Procedure 3.850. (Doc. 12-2, Exs. 22, 25, 26, 27, 36). This federal habeas petition followed. (Docs. 1, 11). II. Standards of Review A. AEDPA The Antiterrorism and Effective Death Penalty Act (“AEDPA”) governs this proceeding. Carroll v. Sec’y, DOC, 574 F.3d 1354, 1364 (11th Cir. 2009). Habeas relief

can be granted only if a petitioner is in custody “in violation of the Constitution or laws or treaties of the United States.” 28 U.S.C. § 2254(a). Section 2254(d) provides that federal habeas relief cannot be granted on a claim adjudicated on the merits in state court unless the state court’s adjudication: (1) resulted in a decision that was contrary to, or involved an unreasonable application of, clearly established Federal law, as determined by the Supreme Court of the United States; or

(2) resulted in a decision that was based on an unreasonable determination of the facts in light of the evidence presented in the State court proceeding.

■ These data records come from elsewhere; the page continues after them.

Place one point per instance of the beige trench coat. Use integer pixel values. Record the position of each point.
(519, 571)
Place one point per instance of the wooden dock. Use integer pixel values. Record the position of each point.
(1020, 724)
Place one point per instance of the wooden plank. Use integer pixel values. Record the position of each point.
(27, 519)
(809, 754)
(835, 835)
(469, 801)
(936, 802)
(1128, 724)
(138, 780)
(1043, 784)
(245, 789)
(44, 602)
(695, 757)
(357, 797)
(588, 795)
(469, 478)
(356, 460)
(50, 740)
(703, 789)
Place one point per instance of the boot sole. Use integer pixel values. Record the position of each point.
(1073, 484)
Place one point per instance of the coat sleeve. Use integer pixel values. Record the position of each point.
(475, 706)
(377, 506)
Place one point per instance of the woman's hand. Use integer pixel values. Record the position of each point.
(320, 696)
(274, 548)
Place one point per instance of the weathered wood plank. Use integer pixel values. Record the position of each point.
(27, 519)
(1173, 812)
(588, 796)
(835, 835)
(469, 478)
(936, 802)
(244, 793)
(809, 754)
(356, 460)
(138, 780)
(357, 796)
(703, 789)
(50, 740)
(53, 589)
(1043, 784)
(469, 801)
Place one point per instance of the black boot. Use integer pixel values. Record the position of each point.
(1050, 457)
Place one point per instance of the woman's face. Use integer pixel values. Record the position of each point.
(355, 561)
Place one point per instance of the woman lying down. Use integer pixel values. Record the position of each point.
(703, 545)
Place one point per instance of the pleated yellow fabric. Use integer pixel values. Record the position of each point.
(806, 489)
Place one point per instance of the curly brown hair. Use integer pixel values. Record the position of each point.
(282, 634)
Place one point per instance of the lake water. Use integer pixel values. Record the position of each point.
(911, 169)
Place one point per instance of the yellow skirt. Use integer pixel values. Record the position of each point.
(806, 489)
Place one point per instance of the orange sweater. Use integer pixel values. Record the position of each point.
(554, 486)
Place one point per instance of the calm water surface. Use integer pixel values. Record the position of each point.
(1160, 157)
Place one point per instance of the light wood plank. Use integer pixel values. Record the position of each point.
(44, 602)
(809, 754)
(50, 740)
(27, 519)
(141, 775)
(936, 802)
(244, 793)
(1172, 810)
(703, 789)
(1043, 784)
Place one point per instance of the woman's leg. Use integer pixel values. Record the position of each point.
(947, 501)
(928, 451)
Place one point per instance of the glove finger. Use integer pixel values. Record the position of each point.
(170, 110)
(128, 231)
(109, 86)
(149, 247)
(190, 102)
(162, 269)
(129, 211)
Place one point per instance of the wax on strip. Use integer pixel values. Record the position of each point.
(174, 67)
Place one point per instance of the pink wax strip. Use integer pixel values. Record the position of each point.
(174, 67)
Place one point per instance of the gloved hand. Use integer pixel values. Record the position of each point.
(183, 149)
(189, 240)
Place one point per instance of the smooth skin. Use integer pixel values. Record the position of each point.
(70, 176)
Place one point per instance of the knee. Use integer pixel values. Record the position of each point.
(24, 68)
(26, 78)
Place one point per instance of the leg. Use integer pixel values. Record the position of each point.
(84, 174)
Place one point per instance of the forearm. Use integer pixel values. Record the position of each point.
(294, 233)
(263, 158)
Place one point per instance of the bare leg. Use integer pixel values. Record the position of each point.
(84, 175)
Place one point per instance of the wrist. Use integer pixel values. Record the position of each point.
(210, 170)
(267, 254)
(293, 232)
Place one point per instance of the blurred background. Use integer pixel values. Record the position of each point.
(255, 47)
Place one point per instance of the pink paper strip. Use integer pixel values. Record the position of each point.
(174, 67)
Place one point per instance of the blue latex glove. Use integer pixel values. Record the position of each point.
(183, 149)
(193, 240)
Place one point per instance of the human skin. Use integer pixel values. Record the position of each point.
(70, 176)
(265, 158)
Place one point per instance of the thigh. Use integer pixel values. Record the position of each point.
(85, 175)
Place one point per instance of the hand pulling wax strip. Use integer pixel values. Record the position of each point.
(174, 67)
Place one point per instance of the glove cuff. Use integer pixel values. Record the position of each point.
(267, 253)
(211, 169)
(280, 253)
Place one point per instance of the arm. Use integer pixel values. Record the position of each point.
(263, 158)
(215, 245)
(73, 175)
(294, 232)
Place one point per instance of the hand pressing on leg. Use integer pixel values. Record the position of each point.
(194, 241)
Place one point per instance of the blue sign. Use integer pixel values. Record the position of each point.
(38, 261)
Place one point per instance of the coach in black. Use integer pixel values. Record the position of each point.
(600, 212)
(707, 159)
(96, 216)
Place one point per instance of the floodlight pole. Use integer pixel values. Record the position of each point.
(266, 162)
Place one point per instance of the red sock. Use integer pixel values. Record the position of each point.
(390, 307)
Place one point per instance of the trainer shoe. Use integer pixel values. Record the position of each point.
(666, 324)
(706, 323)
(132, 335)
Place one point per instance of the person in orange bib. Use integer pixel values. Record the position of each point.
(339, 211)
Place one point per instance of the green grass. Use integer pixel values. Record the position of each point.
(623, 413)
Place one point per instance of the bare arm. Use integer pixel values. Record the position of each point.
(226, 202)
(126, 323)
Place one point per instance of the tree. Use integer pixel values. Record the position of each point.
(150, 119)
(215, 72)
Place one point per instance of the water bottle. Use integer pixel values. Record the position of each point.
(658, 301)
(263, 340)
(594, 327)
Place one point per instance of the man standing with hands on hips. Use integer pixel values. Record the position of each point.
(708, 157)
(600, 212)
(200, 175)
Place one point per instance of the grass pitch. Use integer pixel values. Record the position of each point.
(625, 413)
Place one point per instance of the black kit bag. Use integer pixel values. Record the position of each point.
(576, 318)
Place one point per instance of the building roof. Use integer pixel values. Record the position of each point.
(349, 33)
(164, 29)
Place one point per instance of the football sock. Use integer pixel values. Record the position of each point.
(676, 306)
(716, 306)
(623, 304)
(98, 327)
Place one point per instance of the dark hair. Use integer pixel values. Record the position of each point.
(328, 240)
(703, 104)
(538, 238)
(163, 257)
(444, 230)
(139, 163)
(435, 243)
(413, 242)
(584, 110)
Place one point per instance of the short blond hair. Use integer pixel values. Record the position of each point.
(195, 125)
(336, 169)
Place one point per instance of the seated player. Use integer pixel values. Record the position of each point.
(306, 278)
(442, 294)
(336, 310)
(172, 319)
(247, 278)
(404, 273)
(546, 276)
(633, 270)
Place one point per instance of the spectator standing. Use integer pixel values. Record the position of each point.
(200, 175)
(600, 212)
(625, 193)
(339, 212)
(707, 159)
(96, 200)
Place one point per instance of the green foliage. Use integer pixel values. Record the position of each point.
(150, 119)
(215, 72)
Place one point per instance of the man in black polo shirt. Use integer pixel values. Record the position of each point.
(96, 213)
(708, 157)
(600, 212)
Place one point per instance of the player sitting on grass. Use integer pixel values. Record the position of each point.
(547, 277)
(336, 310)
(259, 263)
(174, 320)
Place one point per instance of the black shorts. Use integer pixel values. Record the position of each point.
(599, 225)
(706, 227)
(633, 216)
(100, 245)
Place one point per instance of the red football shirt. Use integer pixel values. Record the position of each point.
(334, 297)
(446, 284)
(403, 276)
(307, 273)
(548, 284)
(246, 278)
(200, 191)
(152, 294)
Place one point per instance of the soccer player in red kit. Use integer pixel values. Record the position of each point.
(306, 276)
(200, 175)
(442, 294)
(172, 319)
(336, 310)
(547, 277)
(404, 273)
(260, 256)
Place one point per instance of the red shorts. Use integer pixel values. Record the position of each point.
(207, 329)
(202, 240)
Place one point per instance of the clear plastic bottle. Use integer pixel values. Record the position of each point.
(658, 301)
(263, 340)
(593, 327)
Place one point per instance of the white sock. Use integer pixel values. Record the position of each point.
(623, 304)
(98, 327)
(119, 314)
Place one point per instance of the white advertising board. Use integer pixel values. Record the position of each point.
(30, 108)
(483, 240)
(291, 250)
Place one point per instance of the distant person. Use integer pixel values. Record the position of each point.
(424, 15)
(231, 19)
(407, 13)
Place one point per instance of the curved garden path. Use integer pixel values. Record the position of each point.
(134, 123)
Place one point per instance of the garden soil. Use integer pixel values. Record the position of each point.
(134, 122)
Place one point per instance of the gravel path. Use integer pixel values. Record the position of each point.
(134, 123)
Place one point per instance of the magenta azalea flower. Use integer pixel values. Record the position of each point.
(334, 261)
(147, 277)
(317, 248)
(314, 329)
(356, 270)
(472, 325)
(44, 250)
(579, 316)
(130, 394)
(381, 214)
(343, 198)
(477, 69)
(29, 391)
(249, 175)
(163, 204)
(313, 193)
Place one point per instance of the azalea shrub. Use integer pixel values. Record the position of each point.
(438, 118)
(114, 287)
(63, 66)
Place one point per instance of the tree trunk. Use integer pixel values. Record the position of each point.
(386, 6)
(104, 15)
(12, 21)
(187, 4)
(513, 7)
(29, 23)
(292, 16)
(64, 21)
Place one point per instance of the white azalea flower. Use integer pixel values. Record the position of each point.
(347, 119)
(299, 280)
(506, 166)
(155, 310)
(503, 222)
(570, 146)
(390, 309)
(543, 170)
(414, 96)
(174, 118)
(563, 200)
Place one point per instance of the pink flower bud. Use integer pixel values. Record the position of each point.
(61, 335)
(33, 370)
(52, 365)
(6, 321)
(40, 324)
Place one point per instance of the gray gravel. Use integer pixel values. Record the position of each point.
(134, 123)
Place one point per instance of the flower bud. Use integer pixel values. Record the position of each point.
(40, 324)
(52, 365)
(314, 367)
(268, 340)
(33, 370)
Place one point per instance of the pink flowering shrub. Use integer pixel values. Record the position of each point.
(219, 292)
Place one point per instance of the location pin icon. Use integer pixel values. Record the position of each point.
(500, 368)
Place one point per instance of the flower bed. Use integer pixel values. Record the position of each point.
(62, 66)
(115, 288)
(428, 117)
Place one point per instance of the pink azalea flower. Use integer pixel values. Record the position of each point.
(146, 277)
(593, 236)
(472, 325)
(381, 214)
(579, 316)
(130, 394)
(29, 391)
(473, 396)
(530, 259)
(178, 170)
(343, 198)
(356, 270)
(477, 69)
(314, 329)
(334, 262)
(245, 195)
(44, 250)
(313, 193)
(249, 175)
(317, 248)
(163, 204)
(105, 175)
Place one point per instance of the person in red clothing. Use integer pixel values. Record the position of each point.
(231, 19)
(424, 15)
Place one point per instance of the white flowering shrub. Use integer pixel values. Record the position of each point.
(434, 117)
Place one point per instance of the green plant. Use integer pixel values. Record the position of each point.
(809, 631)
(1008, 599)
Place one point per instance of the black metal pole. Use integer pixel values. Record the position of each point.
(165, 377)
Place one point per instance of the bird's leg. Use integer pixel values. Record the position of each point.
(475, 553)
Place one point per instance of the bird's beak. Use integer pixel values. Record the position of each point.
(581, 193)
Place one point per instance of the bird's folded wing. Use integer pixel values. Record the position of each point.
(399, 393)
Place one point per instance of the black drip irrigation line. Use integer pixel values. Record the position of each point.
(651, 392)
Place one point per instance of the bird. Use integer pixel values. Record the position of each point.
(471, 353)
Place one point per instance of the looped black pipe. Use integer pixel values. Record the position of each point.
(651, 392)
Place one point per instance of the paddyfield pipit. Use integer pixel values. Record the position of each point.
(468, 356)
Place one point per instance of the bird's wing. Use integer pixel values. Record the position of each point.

A decision is “contrary to” clearly established federal law “if the state court arrives at a conclusion opposite to that reached by [the Supreme] Court on a question of law or if the state court decides a case differently than [the Supreme] Court has on a set of materially indistinguishable facts.” Williams v. Taylor, 529 U.S. 362, 413 (2000). A decision involves

1 The sexual predator designation was improper because that designation applies only “to an offense committed on or after October 1, 1993,” and Mr. Roberts’s “offense occurred approximately a decade prior to” that date. Roberts, 239 So. 3d at 1289. an “unreasonable application” of clearly established federal law “if the state court identifies the correct governing legal principle from [the Supreme] Court’s decisions but

unreasonably applies that principle to the facts of the prisoner’s case.” Id. AEDPA was meant “to prevent federal habeas ‘retrials’ and to ensure that state- court convictions are given effect to the extent possible under law.” Bell v. Cone, 535 U.S. 685, 693 (2002). Accordingly, “[t]he focus . . . is on whether the state court’s application of clearly established federal law is objectively unreasonable, and . . . an unreasonable application is different from an incorrect one.” Id. at 694; see also Harrington v. Richter,

562 U.S. 86, 103 (2011) (“As a condition for obtaining habeas corpus from a federal court, a state prisoner must show that the state court’s ruling on the claim being presented in federal court was so lacking in justification that there was an error well understood and comprehended in existing law beyond any possibility for fairminded disagreement.”).